My grandfather and I were sifting through old photos he’s inherited over the years, and we found this one in a broken metal frame at the bottom of the pile. In the photo, Frances is seated in front of two of her granddaughters–Frances Caroline (Peterson) Will and Matilda Alvina (Peterson) Yonkers–and is holding her great-grandson, Frederick “Fritz” Will, on her lap. She has the kindest smile, and she looks like a wonderful grandmother (and great-grandmother)–just like Mrs. Claus. The photo, though, has water damage along the bottom edge from a basement flood decades ago, and my scanner made rivets to the family’s right.

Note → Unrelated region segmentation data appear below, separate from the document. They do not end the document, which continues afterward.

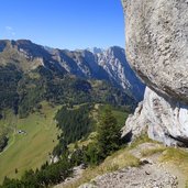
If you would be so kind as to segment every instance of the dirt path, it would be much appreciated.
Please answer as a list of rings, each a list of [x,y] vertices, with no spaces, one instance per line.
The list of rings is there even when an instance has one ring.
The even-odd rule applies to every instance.
[[[159,161],[163,156],[162,151],[143,156],[145,150],[159,151],[161,148],[162,145],[156,143],[140,144],[136,148],[130,150],[130,153],[141,161],[140,167],[126,167],[98,176],[79,188],[185,188],[186,177],[177,166]],[[55,188],[63,188],[65,185],[76,181],[81,174],[79,168],[76,169],[73,178]]]
[[[77,179],[79,179],[82,175],[84,169],[81,166],[74,167],[74,174],[73,177],[67,178],[64,183],[55,186],[54,188],[63,188],[66,185],[75,183]]]

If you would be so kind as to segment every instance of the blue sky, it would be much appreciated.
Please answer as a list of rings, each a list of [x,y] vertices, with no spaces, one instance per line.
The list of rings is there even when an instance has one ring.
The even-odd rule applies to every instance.
[[[58,48],[124,47],[121,0],[0,0],[0,40]]]

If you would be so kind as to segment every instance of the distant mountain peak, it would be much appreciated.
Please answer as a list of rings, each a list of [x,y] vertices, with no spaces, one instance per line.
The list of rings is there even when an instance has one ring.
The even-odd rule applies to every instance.
[[[104,49],[103,48],[100,48],[100,47],[88,47],[86,49],[89,51],[89,52],[91,52],[91,53],[93,53],[93,54],[101,54],[101,53],[104,52]]]

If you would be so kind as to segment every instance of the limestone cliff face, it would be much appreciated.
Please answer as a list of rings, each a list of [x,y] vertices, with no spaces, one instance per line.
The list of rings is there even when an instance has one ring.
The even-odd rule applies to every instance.
[[[122,0],[122,4],[126,57],[150,88],[142,107],[126,121],[124,132],[147,125],[148,135],[155,140],[168,145],[186,144],[188,1]],[[142,121],[139,122],[136,115]]]

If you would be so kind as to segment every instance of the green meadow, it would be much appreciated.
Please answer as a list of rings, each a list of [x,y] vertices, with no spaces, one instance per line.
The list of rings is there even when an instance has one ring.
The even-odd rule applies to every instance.
[[[58,109],[43,102],[40,111],[25,119],[5,112],[0,128],[7,128],[10,135],[8,146],[0,153],[0,183],[4,176],[19,178],[25,169],[35,169],[49,159],[59,132],[54,121]],[[19,130],[23,133],[19,133]]]

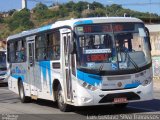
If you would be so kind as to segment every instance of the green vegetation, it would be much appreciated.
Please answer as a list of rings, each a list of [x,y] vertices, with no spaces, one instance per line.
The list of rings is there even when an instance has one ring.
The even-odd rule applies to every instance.
[[[93,2],[68,2],[61,5],[52,5],[50,7],[38,3],[32,10],[15,9],[8,11],[9,17],[0,18],[0,39],[5,39],[8,35],[36,28],[45,24],[53,23],[57,20],[82,17],[103,17],[103,16],[124,16],[124,14],[140,18],[149,22],[160,20],[157,14],[143,13],[125,9],[121,5],[104,6],[101,3]]]

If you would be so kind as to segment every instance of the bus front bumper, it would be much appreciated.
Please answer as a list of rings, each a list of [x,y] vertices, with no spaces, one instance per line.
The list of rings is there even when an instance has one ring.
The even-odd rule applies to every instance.
[[[138,86],[133,89],[102,91],[87,90],[81,86],[78,88],[77,96],[75,97],[75,106],[93,106],[117,104],[114,98],[126,97],[127,103],[137,101],[147,101],[153,99],[153,82],[147,86]]]

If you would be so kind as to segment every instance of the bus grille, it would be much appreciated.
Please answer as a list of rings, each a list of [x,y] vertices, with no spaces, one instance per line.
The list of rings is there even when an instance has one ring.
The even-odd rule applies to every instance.
[[[140,100],[140,96],[135,94],[134,92],[124,92],[124,93],[114,93],[108,94],[104,96],[99,103],[108,103],[113,102],[114,98],[122,98],[125,97],[127,100]]]
[[[125,75],[125,76],[116,76],[116,77],[107,77],[108,80],[126,80],[126,79],[131,79],[130,75]]]
[[[0,71],[5,71],[5,70],[7,70],[7,68],[6,68],[6,67],[4,67],[4,68],[0,68]]]

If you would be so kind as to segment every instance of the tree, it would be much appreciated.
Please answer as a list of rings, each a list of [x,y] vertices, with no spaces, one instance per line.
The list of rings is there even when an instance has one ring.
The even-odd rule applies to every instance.
[[[30,11],[27,9],[15,12],[7,23],[10,30],[16,30],[18,28],[26,30],[33,28],[34,26],[32,21],[30,21]]]

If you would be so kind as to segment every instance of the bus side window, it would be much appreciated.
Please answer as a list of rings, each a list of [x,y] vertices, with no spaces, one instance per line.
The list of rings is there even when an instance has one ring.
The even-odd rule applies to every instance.
[[[60,59],[60,33],[54,31],[47,34],[47,59],[59,60]]]
[[[36,37],[36,60],[46,60],[46,39],[45,35],[42,34]]]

I decided to take Patricia Greber’s suggestion and post the photo to the Random Acts of Photo Restoration group on Facebook.
The photo was a hit, and I received twelve restorations from the group’s kind volunteers. I cannot thank them enough: this is one of my favorite family photos–to know what my great-great-great-grandmother looked like and to see her smile is priceless–and each artist’s take is absolutely beautiful. The time and effort that went into each restoration must have been substantial, and the results have brought me to tears–the perfect Christmas gift. Frances’ story is a little more complete, and it’s all thanks to the work of these dedicated artists:
Thank you to Dale Conrad, for sharpening the image (and for the fun version in yellow and purple); to George Wellman, for highlighting the family, not the background; to Marjorie Hayes Keeler, for the beautiful sepia tone; to Jean Hooks, for emphasizing the strengths of the original photo; to Camella Camenzuli, for softening the image; to Carole Ann Farber, for the autumn shades on the family’s dresses; to John Wilson, for his attention to detail (highlighting the necklaces and aprons, in particular); and to Ted Altizer–your versions have brought me to tears.